What "token-dense" should mean

Goals, in priority order:

  1. One canonical shape per command that an LLM can parse without thinking. No "agent" vs "full" vs "raw" matrix.
  2. Lossless markdown for page content. Today only --raw is lossless, and only as XHTML. We want lossless markdown to be the default reading mode.
  3. No escape-encoded payloads. No <, no double-encoded surrogate pairs.
  4. No structural redundancy. No {\"_meta\": {\"count\": N, \"hasMore\": false}} wrappers — count is wc -l and "hasMore" is one line at the bottom.
  5. Minimal column padding. Today's ASCII tables pad with whitespace to align columns; this burns tokens. TSV or compact pipe-separated formats are tighter.

Candidate formats to discuss

(Pick or combine — this is the ideation space.)

A. TSV everywhere

3367829907	page	confluence	Template - Meeting notes
  • Pros: cheapest possible, easy to grep, easy to read.
  • Cons: titles with embedded tabs/newlines need quoting (Confluence titles can have anything).

B. Markdown-table-ish, no padding

3367829907 | page | confluence | Template - Meeting notes
  • Pros: readable, fewer pad-tokens than ASCII tables.
  • Cons: still needs pipe-escaping in fields.

C. Front-matter + body for detail views

id: 3367829866
title: confluence-cli
space: confluence (3367829530)
version: 1
---
## Description
...page body in markdown...
  • Pros: clean separation, easy for agents to slice with a regex, lossless markdown body, no JSON escape rules.
  • Cons: yet-another-format, but it's basically how Hugo/Jekyll/Obsidian already store pages so most LLMs are very fluent in it.

D. Key-value lines + body (current page view table, but stable)

  • Already what we do for detail views. Keep it; just promise it's stable and add the --full fields inline.

E. NDJSON (one JSON object per line, no escape-of-escape)

  • Pros: still structured.
  • Cons: still requires JSON-decoding, still has the escape problem unless we mandate the body field is a separate document.
  • I'd vote against this — if we're keeping JSON-shaped output we haven't really removed it.
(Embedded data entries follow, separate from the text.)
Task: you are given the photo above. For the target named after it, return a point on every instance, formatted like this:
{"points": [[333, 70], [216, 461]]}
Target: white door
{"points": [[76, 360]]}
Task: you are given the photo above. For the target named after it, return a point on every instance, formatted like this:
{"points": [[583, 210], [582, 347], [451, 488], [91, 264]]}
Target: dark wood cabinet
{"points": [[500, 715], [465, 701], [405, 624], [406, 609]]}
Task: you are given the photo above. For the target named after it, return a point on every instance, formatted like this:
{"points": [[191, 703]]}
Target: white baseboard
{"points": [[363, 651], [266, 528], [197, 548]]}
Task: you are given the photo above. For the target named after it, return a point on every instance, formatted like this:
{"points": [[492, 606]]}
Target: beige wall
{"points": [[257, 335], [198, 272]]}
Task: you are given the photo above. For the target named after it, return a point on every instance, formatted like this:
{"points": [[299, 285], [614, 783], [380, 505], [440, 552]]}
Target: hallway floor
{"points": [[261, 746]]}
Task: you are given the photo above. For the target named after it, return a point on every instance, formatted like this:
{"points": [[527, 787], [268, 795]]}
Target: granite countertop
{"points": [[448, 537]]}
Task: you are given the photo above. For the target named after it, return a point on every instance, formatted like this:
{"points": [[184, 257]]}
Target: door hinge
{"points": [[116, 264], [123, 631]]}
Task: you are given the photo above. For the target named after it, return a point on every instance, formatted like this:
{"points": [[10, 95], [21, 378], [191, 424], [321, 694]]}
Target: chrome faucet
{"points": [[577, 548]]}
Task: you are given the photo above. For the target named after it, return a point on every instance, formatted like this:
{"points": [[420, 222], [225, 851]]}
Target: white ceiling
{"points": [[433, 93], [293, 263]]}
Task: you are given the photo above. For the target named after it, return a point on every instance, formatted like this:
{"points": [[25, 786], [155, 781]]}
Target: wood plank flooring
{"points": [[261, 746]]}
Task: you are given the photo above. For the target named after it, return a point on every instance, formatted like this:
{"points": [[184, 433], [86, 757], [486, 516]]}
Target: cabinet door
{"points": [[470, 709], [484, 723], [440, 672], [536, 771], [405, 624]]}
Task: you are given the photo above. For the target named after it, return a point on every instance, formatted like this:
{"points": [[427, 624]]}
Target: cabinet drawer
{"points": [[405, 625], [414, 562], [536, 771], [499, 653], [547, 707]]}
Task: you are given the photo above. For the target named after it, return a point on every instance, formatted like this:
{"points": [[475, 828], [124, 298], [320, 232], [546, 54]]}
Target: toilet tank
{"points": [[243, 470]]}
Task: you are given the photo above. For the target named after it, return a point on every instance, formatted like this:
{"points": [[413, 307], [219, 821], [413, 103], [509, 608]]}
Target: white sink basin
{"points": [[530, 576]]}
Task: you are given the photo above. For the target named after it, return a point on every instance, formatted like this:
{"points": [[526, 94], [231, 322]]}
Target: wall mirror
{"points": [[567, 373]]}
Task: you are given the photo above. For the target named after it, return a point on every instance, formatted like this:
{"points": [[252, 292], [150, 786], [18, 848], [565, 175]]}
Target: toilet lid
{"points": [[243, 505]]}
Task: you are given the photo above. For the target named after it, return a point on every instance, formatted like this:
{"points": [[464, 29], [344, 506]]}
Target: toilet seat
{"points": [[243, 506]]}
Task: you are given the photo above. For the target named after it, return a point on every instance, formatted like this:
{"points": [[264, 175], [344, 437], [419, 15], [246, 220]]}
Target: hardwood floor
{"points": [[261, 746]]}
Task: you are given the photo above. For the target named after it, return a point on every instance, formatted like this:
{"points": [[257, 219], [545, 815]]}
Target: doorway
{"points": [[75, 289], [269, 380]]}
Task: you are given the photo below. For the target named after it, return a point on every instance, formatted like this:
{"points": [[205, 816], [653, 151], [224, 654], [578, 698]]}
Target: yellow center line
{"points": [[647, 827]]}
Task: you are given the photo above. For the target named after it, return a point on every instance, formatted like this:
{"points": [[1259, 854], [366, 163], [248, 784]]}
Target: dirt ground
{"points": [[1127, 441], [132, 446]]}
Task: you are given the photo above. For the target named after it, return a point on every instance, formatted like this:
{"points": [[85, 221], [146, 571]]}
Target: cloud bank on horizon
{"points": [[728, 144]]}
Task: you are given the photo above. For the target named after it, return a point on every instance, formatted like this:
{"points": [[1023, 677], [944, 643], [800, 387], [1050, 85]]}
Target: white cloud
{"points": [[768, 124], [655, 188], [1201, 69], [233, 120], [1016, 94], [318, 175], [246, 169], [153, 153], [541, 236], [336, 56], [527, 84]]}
F. "Block" format — one field per line, blank-line-separated records

id: 3367829907
type: page
space: confluence
title: Template - Meeting notes

id: 3367829895
type: page
space: confluence
title: Template - Decision documentation
  • Pros: reads like email headers, trivially parseable, no escaping needed for values that don't have newlines.

G. Markdown all the way down

  • List commands return a markdown table. Detail commands return a markdown front-matter document. Search returns a markdown list with each result as a bullet.
  • Lossless for content. Maximally fluent for agents. Could double as something pasteable into Confluence/Slack.

My instinct: G or C are the most agent-friendly, with detail views landing on something like:

# confluence-cli

`id: 3367829866`  ·  `space: confluence (3367829530)`  ·  `version: 1`

## Description
...

…and list views landing on a real markdown table. But this is a brainstorm — push back.

Open questions

  • Do we have downstream JSON consumers we don't know about? Worth asking on Slack / in the issue thread before removing.
  • What about set-credential --from-env and config test automation? Those don't currently emit JSON, so they're unaffected.
  • Migration path. Do we ship a feat!: breaking-change release, or gate -o json behind a deprecation period?
  • Apply the same treatment to jtk? Same arguments apply — the existing artifact contract is shared via atlassian-go/artifact. Worth scoping in a follow-up.

Related findings / bugs

Surfaced during the surface-inventory work (raw evidence at /tmp/cfl-outputs-60314/, summary at tools/cfl/cfl-outputs.md):

This issue is the parent for the JSON-removal + format-redesign work. Sub-issues to follow once we converge on a format.